A tool for semi-autonomous scientific research and discovery.
Catalyst provides three main workflows:
- Autonomously develop a theory to explain a given phenomenon
- Take a user-provided theory draft, fill in any gaps, and auto-correct mistakes and oversights
- A menu of pre-defined operations to choose from: Review a theory for correctness, propose corrections and refinements, perform experimental validations, etc.
Catalyst helps develop explanations for observable phenomena.
Suitable problems for the autonomous theory development workflow are of the shape:
- "When we do Y, we observe X. What is the mechanism that causes X?"
- "We sometimes see X while doing Y. Under what conditions does X happen, and why?"
- "Explain what happens when we do X."
In short, it aims to answer "Why" questions that lead to testable predictions.

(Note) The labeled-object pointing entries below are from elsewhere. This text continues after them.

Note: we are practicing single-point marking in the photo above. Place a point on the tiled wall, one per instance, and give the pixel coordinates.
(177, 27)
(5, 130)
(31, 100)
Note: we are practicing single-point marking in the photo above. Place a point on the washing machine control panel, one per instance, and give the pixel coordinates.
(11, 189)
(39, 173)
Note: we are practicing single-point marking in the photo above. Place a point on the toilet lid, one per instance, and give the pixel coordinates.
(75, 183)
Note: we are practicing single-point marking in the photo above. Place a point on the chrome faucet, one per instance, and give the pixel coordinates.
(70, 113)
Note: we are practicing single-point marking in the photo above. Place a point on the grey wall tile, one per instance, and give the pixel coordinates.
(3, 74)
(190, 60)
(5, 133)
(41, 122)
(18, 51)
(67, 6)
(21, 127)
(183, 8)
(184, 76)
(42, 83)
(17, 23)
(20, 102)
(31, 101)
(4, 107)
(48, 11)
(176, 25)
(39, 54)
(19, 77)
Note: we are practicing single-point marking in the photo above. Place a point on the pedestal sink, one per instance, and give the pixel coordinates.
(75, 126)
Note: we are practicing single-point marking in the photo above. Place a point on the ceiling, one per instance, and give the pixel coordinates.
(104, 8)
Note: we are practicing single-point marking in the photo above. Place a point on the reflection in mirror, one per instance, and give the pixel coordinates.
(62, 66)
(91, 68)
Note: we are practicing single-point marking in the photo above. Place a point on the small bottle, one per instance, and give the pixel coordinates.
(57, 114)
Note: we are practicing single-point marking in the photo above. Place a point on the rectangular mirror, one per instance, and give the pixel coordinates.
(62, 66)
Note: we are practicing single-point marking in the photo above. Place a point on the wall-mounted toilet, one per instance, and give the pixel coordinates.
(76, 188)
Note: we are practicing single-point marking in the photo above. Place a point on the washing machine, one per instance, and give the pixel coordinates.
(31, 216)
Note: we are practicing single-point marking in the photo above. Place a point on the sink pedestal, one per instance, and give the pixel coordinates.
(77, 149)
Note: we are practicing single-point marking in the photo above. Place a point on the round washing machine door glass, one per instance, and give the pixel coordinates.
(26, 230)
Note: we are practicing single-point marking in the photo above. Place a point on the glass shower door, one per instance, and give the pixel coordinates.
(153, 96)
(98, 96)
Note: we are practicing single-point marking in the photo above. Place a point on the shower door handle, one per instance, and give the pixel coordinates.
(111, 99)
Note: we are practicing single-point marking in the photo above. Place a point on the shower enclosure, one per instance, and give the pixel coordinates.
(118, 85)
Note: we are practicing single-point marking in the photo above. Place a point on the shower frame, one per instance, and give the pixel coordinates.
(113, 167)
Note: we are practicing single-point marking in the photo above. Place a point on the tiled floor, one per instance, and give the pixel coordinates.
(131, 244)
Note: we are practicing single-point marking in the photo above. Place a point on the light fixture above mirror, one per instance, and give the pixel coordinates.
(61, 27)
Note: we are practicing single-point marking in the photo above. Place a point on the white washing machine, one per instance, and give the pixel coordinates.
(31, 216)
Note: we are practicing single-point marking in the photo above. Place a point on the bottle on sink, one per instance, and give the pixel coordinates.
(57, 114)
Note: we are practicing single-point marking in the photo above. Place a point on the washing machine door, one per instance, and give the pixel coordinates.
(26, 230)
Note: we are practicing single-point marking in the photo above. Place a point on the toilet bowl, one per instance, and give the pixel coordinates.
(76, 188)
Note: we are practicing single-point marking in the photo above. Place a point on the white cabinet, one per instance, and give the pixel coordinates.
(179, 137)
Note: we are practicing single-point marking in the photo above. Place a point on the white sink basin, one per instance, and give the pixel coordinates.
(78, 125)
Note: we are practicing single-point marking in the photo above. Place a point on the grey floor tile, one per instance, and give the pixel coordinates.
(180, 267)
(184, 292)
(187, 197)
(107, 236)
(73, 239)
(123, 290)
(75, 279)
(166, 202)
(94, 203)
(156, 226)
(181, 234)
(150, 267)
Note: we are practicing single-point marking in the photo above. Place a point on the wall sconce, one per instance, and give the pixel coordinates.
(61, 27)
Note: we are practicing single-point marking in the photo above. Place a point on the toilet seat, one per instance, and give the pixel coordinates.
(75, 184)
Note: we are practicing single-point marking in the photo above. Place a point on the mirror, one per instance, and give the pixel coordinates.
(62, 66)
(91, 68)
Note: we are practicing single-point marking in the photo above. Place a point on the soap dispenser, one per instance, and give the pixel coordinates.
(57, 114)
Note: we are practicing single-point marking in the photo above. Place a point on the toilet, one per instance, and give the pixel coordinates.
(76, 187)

The current implementation of Catalyst is designed to work for problems that can be understood through computational experiments and mathematical derivation. Our testing so far has been limited to problems in the field of machine learning / deep learning theory.
You will have a higher chance of success if:
- The phenomenon is described precisely and with little room for interpretation
- You're able to provide simplifying assumptions or limit the scope of the investigation upfront. E.g. "Only consider linear networks with the following loss function: ..."
- The phenomenon can be reproduced and probed at through programmatic experimentation, i.e. reproduced by a piece of Python code that you can run on your computer.
- You can describe the shape of the explanation that you are looking for. E.g. "I'm looking for an analytical explanation that makes exact predictions about property Y.", or "I'm looking for an empirically validated approximation that holds in the value range A-B.
Catalyst is not a good fit for:
- Optimization problems, e.g. "find the optimal hyperparameters for training this ANN", "discover a more optimal matrix multiplication algorithm", or "find a function that maximizes metric X"
- Problems with subjective or under-specified success criteria, e.g. "develop a theoretical framework for overfitting in deep learning"
- Engineering problems, e.g. "build an operating system for microcontrollers", "design an efficient HTML rendering engine"
- Problems that are significantly out of reach for the underlying base model, e.g. "Prove or disprove P=NP", "Unify quantum physics and general relativity into a practically testable theory of everything"
- Problems that require experiments that can't be run on a computer (life sciences, psychology, experimental physics, etc.)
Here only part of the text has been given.